Olivia Colman is Leda, a college professor and Italian translator getting some time away alone. She is quiet, at times bordering on socially inept, marking papers on the beach and pursuing no company, even when it is offered in the form of Paul Mescal’s kind beach assistant Will or Ed Harris’ Lyle, the hotel caretaker. She is however drawn to a loud family who take over the otherwise deserted beach she spends her days on, particularly Nina (Dakota Johnson) and her daughter, Elena. Leda immediately feels for the young mother, having struggled herself to balance family life and work at her age: played by an outstanding Jessie Buckley, young Leda constantly battles with her two daughters, Bianca and Martha, longing for something more than having her hair brushed and reducing childcare to taking turns with her husband (Jack Farthing). When Elena goes missing, Leda finds her, and develops a friendship with Nina and her family. But it is all too close to home for her: when Elena loses her doll and becomes more and more agitated, Nina turns to her for help, and Leda is forced to confront her darkest secret.

There is an imminent sense of danger surrounding Leda, whether it is Elena suddenly going missing and the entire beach spreading out to look for her, or Nina’s family, who Will tells Leda between gritted teeth are “bad people”. She feels watched everywhere she goes: on the beach, where Nina and her family watch her from a distance, and even in her holiday home, where Lyle is always lurking and where she has to crouch under the window so as not to be seen from outside. One wonders why she doesn’t just leave the resort, but Leda is gutsy, resilient, determined not to be bothered (she refuses one of Nina’s family member’s requests to relocate at the other end of the beach so that the family can stay together). And yet, though she remains rooted in place, Leda is bothered, distressed by the memories Nina and Elena’s relationship brings back to her, by the eerie resemblance between what she witnesses unfold on the beach and her past.
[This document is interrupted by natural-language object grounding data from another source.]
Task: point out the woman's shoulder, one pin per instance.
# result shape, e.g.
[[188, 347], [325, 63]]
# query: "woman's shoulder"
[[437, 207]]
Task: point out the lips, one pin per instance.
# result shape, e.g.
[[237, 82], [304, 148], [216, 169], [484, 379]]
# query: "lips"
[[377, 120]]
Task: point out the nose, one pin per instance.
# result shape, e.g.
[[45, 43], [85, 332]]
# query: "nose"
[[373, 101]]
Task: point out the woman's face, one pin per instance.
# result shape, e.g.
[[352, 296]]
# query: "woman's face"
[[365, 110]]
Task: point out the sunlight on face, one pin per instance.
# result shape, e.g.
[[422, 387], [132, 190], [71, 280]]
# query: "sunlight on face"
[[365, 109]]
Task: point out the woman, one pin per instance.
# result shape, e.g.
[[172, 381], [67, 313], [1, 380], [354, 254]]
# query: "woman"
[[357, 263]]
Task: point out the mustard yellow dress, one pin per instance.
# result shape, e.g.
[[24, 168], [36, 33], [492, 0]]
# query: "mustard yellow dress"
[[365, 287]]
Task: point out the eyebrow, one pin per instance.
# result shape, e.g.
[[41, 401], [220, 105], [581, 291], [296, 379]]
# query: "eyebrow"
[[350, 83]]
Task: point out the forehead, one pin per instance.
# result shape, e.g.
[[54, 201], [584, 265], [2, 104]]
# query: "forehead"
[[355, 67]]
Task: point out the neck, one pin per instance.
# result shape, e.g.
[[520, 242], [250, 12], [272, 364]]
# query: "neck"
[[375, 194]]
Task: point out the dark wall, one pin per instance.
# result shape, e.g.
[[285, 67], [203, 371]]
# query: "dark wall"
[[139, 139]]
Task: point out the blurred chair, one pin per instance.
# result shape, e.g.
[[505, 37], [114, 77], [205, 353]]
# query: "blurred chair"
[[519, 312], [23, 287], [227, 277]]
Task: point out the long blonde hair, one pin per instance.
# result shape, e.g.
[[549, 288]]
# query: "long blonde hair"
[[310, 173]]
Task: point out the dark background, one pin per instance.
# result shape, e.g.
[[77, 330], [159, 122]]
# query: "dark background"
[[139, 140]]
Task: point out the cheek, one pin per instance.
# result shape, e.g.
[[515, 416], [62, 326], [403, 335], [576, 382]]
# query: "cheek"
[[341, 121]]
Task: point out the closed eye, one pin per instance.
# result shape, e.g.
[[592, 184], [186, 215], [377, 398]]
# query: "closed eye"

The Lost Daughter explores the taboos of motherhood, the hushed whispers of “she’s driving me crazy” without nonetheless revealing too much. Gyllenhaal cleverly plays with expectations, setting a suggestive flashback against present times, leaving red herrings (even the title is one) weighed down by Leda’s increased feelings of discomfort as she watches Nina love and struggle with her daughter. Colman is excellent, perfectly embodying a continuous awkwardness that renders her a mixture of unlikeable and empathetic: too quick to stick to her guns, she often retracts her words, offering up measly apologies for her standoffishness, or worse, attempts clumsy flirtation before running away like an embarrassed child. Yet always, it appears as though she either wants to laugh or cry, exemplifying the dichotomy between both loving and fearing, staying put and running.

After such heightened drama and tension, the ending of The Lost Daughter is surprisingly a little understated. But then this is also perhaps the point: with Gyllenhaal playing to the audience’s sense of impending doom, she instead leaves Leda at a bittersweet ending, a learning curve for her older, wizened self that reminds us that there needn’t always be a tragedy for everything to fall to pieces. Sometimes, the hardest emotions are the simplest ones.